The UK has voted against a resolution welcoming the Durban Declaration presented at the United Nations Human Rights Council (UNHRC), underlining that “regrettably, for far too long, the UN has downplayed the scourge of antisemitism”.
Foreign Secretary Rt. Hon. Liz Truss MP confirmed the UK’s position on Twitter today, stating: “The UK is committed to tackling antisemitism and racism around the world. Our statement with Australia on why we could not support resolution presented at the @UN_HRC. Pleased to be supported by friends including European allies”.
Simon Manley, the UK’s Permanent Representative in Geneva, delivered a joint statement on behalf of the UK and Australia, in relation to the UNHRC resolution titled ‘From rhetoric to reality: a global call for concrete action against racism, xenophobia and related intolerance’.
The statement underlined: “We do not agree with the multiple references to the Durban Conference, given the historic concerns over antisemitism. And we can not accept the references to the Durban Review Conference or the positive language welcoming the recent commemorative event in New York”.
It added: “The UK and Australia did not attend the recent 20th anniversary commemorative event for the Third World Conference Against Racism.

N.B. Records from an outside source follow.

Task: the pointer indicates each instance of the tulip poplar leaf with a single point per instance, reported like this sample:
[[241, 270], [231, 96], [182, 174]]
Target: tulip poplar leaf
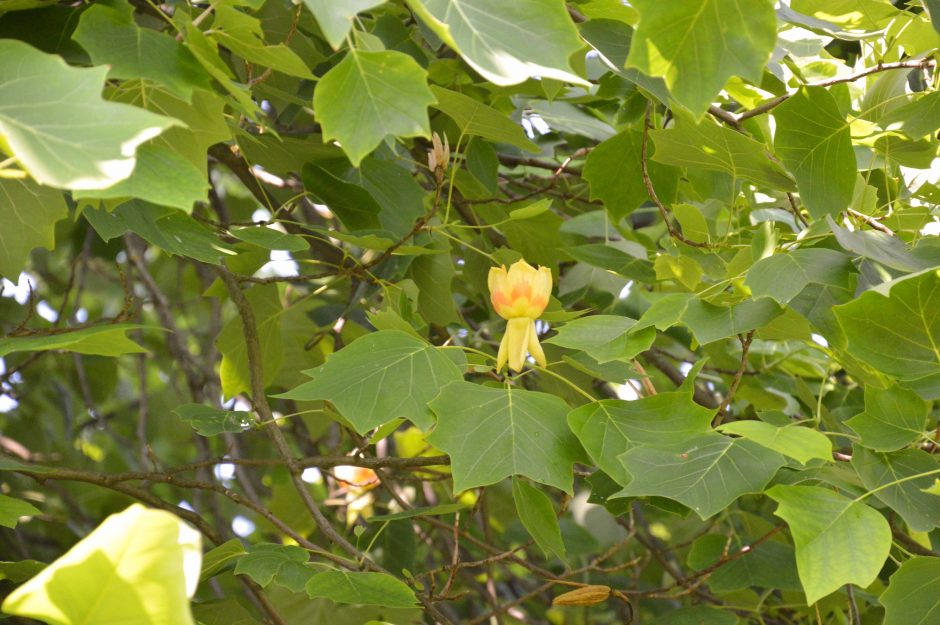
[[800, 443], [506, 42], [608, 427], [149, 558], [901, 477], [893, 418], [814, 142], [706, 145], [79, 142], [361, 588], [29, 213], [493, 433], [372, 95], [706, 473], [696, 46], [838, 541], [379, 377]]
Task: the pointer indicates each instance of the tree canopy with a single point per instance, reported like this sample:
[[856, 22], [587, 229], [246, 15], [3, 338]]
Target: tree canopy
[[252, 341]]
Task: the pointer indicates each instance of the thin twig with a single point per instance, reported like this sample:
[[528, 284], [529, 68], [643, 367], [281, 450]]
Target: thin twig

There were reportedly nearly 40 states who, like us, made the decision not take part”, emphasising, “we think we all need to ask ourselves, why so many states stayed away and how we can move forward”.
The statement concluded: “Racism should be tackled in all its forms and, regrettably, for far too long, the UN has downplayed the scourge of antisemitism. This must end. The UK is clear that we will not attend future iterations of the Durban Conference while concerns over antisemitism remain. We therefore wish to call a vote on the resolution before us and will vote against the draft text before us”.
Read the full statement here.
In June, the UK Government announced that the UK will not be attending the United Nations Durban IV conference on 22nd September.
The event marked the 20th anniversary of the World Conference Against Racism in Durban, South Africa. Israel was the only country identified as racist during the original 2001 conference, with Israel and the United States walking out of the summit after the revival of charges equating Zionism with racism.
The US, Canada and Australia previously announced that they will not be participating in the 20th anniversary conference. Before the UK’s announcement, CFI raised concerns about the Durban IV events directly with Prime Minister Boris Johnson, urging the UK to boycott it.